抄録
Inhaled form of polyhexamethylene guanidine (PHMG) can induce pulmonary fibrosis. NADPH oxidases (Nox) are among ROS-producing enzymes, it is known to be responsible for tissue injury associated with several lung pathologies. To determine whether Nox2 isoform of NADPH oxidase participate in the progression of lung damage by PHMG, we investigated contribution to PHMG-induced lung injury a using Nox2 deficient mice. Wild-type (WT) and Nox2 knockout (KO) mice were treated with a single intratracheal instillation of 1.1 mg/kg PHMG and sacrificed at 2 and 15 days respectively. At 2 days, the PHMG-induced acute inflammatory response (increased neutrophil count in bronchoalveolar lavage fluid (BALF)) was significantly increased in both WT and Nox2 KO mice, but the expression of proinflammatory genes such as IL-6 and IL-1β were increased significantly in the lungs of Nox2 KO mice than WT mice. In addition, PHMG treatment reduced the expression of Nox family (1 -2, -3 and -4) mRNA in the lung of WT mice.
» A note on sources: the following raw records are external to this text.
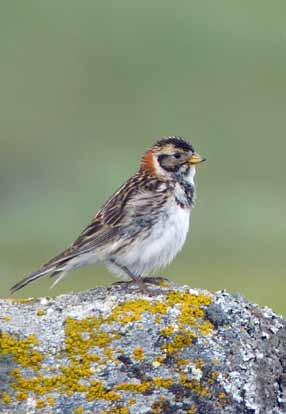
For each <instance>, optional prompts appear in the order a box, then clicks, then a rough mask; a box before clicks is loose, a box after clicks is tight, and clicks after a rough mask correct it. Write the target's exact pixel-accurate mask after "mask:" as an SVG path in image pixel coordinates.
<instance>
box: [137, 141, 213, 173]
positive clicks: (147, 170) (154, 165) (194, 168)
mask: <svg viewBox="0 0 286 414" xmlns="http://www.w3.org/2000/svg"><path fill="white" fill-rule="evenodd" d="M205 160H206V158H203V157H201V156H200V155H199V154H198V153H197V152H195V150H194V148H193V146H192V145H191V144H190V143H189V142H187V141H186V140H185V139H183V138H181V137H167V138H162V139H160V140H159V141H157V142H156V143H155V144H154V145H153V147H152V148H150V149H149V150H148V151H146V153H145V154H144V157H143V159H142V162H141V171H146V172H148V173H149V174H152V175H156V176H158V177H162V178H176V179H185V180H187V181H193V178H194V176H195V173H196V167H197V164H199V163H201V162H203V161H205Z"/></svg>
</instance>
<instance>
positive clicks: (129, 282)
mask: <svg viewBox="0 0 286 414" xmlns="http://www.w3.org/2000/svg"><path fill="white" fill-rule="evenodd" d="M146 279H147V280H146ZM149 279H150V280H149ZM156 279H157V278H153V277H150V278H148V277H147V278H143V279H141V278H140V279H132V280H130V281H127V282H126V281H119V282H115V283H113V284H112V285H115V286H121V287H122V288H125V289H130V290H132V292H140V293H143V294H145V295H148V296H157V295H164V294H166V292H165V291H164V290H161V289H150V288H148V287H147V286H146V284H145V283H151V284H158V282H162V281H164V282H165V281H166V279H165V278H161V277H158V280H156ZM156 282H157V283H156ZM133 286H135V287H133Z"/></svg>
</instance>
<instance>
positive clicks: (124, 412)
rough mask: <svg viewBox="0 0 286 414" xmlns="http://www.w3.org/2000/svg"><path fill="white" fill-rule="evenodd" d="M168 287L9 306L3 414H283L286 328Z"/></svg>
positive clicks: (5, 304)
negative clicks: (142, 293)
mask: <svg viewBox="0 0 286 414" xmlns="http://www.w3.org/2000/svg"><path fill="white" fill-rule="evenodd" d="M160 288H161V289H162V295H159V296H155V297H148V296H145V295H142V294H139V293H136V292H132V288H131V287H129V289H128V288H127V287H126V286H125V287H124V286H115V285H114V286H111V287H108V288H97V289H93V290H90V291H88V292H84V293H79V294H74V295H62V296H59V297H56V298H40V299H26V300H17V299H11V298H8V299H2V300H0V328H1V334H0V412H1V414H2V413H7V414H8V413H9V414H14V413H29V414H30V413H35V414H36V413H44V414H51V413H53V414H80V413H85V414H94V413H96V414H129V413H130V414H156V413H163V414H185V413H186V414H195V413H197V414H218V413H220V414H221V413H226V414H232V413H237V414H238V413H239V414H241V413H249V414H250V413H252V414H285V413H286V363H285V356H286V331H285V320H284V319H282V317H279V316H277V315H275V314H274V313H273V312H272V311H271V310H270V309H269V308H264V309H260V308H259V307H258V306H257V305H255V304H251V303H249V302H247V301H246V300H245V299H244V298H242V297H241V296H232V295H230V294H228V293H227V292H224V291H222V292H218V293H216V294H211V293H209V292H207V291H202V290H194V289H191V288H189V287H188V286H177V285H175V284H173V283H171V282H170V283H169V284H168V283H166V282H165V283H164V282H162V283H161V287H160Z"/></svg>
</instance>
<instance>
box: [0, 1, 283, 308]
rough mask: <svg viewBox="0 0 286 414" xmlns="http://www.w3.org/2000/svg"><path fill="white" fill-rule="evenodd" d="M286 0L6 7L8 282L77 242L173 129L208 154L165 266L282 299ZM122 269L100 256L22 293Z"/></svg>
mask: <svg viewBox="0 0 286 414" xmlns="http://www.w3.org/2000/svg"><path fill="white" fill-rule="evenodd" d="M285 15H286V2H285V1H274V2H261V1H258V0H254V1H252V2H249V1H248V2H246V1H242V2H237V1H229V0H224V1H222V0H217V1H213V0H204V1H201V0H195V1H192V0H188V1H180V0H179V1H176V2H175V1H170V0H164V1H163V0H158V1H156V0H155V1H154V0H152V1H151V0H145V1H134V0H121V1H110V0H82V1H78V0H48V1H47V0H34V1H32V0H31V1H28V2H27V1H20V0H19V1H13V2H5V3H3V4H2V5H1V13H0V33H1V36H0V46H1V59H0V70H1V72H0V90H1V95H0V140H1V152H0V158H1V159H0V194H1V204H0V208H1V215H0V228H1V238H0V243H1V255H0V273H1V282H0V291H1V294H2V295H3V296H5V295H7V294H8V288H9V286H11V285H12V284H13V283H15V282H16V281H17V280H19V279H20V278H21V277H22V276H24V275H25V274H26V273H28V272H30V271H32V270H34V269H36V268H37V267H38V266H39V265H40V264H41V263H42V262H43V261H45V260H46V259H48V258H50V257H51V256H53V255H54V254H55V253H57V252H58V251H59V250H61V249H63V248H64V247H65V246H67V245H68V244H69V243H70V242H71V241H72V240H73V239H74V238H75V237H76V236H77V235H78V233H79V231H80V230H81V229H82V228H83V227H84V226H85V225H86V224H87V223H88V222H89V220H90V219H91V217H92V216H93V215H94V214H95V213H96V211H97V209H98V208H99V207H100V206H101V204H102V203H103V202H104V201H105V199H106V197H108V196H109V195H110V194H111V193H112V192H113V191H114V190H115V189H117V187H118V186H119V185H121V183H122V182H123V181H124V180H125V179H126V178H128V177H129V176H130V175H131V174H133V173H134V172H135V171H136V169H137V168H138V162H139V160H140V157H141V155H142V152H143V151H144V150H145V149H146V147H148V146H150V145H151V144H152V143H153V141H154V140H155V139H156V138H157V137H160V136H164V135H173V134H177V135H182V136H185V137H190V138H191V139H192V141H193V143H194V145H195V147H196V149H197V150H198V151H199V152H200V153H202V154H203V155H205V156H206V157H207V158H208V163H205V164H204V165H202V166H201V168H200V169H199V173H198V175H197V183H198V201H197V206H196V209H195V210H194V212H193V216H192V232H191V235H190V237H189V239H188V242H187V243H186V246H185V248H184V250H183V252H182V253H181V254H180V256H178V257H177V259H176V260H175V261H174V262H173V264H172V265H171V266H170V267H168V268H167V269H166V270H165V271H164V272H163V274H164V275H165V276H167V277H169V278H172V279H174V280H176V281H177V282H179V283H188V284H190V285H192V286H194V287H201V288H207V289H210V290H217V289H223V288H225V289H228V290H230V291H232V292H241V293H242V294H244V295H246V296H247V297H248V298H249V299H251V300H253V301H257V302H258V303H260V304H268V305H269V306H272V307H273V308H274V309H275V310H277V311H280V312H285V310H286V305H285V300H284V298H285V288H286V274H285V244H286V243H285V242H286V220H285V208H286V193H285V153H286V141H285V129H286V128H285V127H286V125H285V124H286V116H285V110H286V93H285V91H286V76H285V72H286V52H285V50H286V26H285ZM114 280H115V279H114V278H113V277H112V276H110V275H109V274H108V272H107V270H105V269H104V268H103V267H101V266H93V267H90V268H86V269H82V270H78V271H76V272H74V273H72V274H70V275H69V277H68V278H67V279H65V280H64V281H63V282H62V283H61V284H60V285H59V286H58V287H57V288H56V289H55V290H54V291H52V292H50V291H49V290H48V286H49V283H50V281H48V280H41V281H40V282H38V283H35V284H33V285H30V286H29V287H28V288H26V289H25V291H22V292H20V293H19V296H28V295H46V294H59V293H63V292H69V291H71V290H79V289H88V288H91V287H94V286H96V285H98V284H103V283H104V284H108V283H111V282H112V281H114Z"/></svg>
At 15 days, lung histopathology, hydroxyproline content, number of total cell and macrophage in BALF, and the expression of profibrogenic genes such as MMP-12 and fibronectin demonstrated that PHMG-treated Nox2 KO mice markedly diminished compared with PHMG-treated WT mice. Notably, only the expression of Nox2 was increased by PHMG, in contrast to day 2. These results suggest that Nox2 may plays a crucial role in PHMG-induced lung injury, and it is an important signaling molecule leading to PHMG-induced pulmonary fibrosis by regulating the expression of profibrogenic genes.
PHMG暴露による肺線維化における線維化関連遺伝子の発現誘導にNox2が関与している可能性が考えられる。